The Federal Communications Commission has announced that it will vote later this month on rules that would require all carrier and cable companies provide call blocking technology to customers. This comes after Congress passed the Traced Act, and President Trump signed it into law.

The law requires the FCC to come up with rules to require voice providers implement the Shaken/Stir protocol to authenticate calls. CNET details the backstory:

In June, the FCC proposed and sought public comment on whether it should require providers to use the Shaken/Stir protocol that carriers can implement to authenticate the origin of a call and automatically block it if it’s from an illegal robocaller.

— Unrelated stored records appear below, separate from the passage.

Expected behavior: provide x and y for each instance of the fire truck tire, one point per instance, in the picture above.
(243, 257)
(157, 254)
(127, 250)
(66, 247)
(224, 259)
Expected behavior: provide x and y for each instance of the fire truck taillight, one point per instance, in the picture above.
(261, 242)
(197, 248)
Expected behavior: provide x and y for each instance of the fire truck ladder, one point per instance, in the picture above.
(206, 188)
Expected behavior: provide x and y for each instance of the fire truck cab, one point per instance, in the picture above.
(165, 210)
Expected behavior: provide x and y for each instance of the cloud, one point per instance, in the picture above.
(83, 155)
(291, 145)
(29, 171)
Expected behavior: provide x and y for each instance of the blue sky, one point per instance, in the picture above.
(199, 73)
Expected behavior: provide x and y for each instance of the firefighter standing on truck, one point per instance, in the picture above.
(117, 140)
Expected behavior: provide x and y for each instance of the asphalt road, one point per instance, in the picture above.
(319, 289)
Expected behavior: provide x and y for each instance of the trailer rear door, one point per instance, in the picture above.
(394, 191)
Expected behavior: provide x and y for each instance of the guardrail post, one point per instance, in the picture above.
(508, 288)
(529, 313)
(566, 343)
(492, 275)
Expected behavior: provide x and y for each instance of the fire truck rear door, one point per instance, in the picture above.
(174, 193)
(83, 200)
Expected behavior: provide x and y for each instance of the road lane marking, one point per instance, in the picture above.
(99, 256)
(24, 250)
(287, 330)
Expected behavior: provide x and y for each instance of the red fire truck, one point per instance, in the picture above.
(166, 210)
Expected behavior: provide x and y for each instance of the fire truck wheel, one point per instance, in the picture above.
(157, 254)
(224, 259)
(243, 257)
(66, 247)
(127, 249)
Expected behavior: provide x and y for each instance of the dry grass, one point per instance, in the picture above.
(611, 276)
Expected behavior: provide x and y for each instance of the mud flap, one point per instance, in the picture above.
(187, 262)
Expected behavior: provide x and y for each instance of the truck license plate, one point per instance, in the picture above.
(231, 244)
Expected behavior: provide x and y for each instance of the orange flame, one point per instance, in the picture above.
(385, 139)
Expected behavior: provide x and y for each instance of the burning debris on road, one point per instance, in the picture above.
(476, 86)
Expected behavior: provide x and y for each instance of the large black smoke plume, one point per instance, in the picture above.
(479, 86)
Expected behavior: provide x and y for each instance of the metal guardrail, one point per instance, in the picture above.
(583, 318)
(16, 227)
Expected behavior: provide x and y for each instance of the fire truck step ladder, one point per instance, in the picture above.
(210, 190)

Then, in December, Congress passed and President Donald Trump signed into law the Traced Act, which makes Shaken/Stir compliance mandatory for all voice service providers. The law directs the FCC to come up with rules to require voice providers implement the technology within 18 months.

Later this month, the FCC will vote on rules that would give phone and cable companies until July 20, 2021 to comply with the law. FCC Chairman Ajit Pai explained that while many phone companies have adopted this technology on their own, it’s “clear” FCC action is needed.

For instance, the four big carriers in the US — AT&T, T-Mobile, Verizon, and Sprint — have all started the process of implementing Shaken/Stir on their own timelines. Granted, we’d like to see a requirement date sooner than June 2021.

“Last year, I demanded that major phone companies voluntarily deploy Shaken/Stir, and a number of them did,” Pai said in a statement. “But it’s clear that FCC action is needed to spur across-the-board deployment of this important technology. There is no silver bullet when it comes to eradicating robocalls, but this is a critical shot at the target.”

The FCC’s argument focuses heavily using Shaken/Stir to “restore consumer trust in caller ID information and encourage consumers to answer the phone.” It also argues that the technology will help combat scams from robocallers, as well as improve public safety.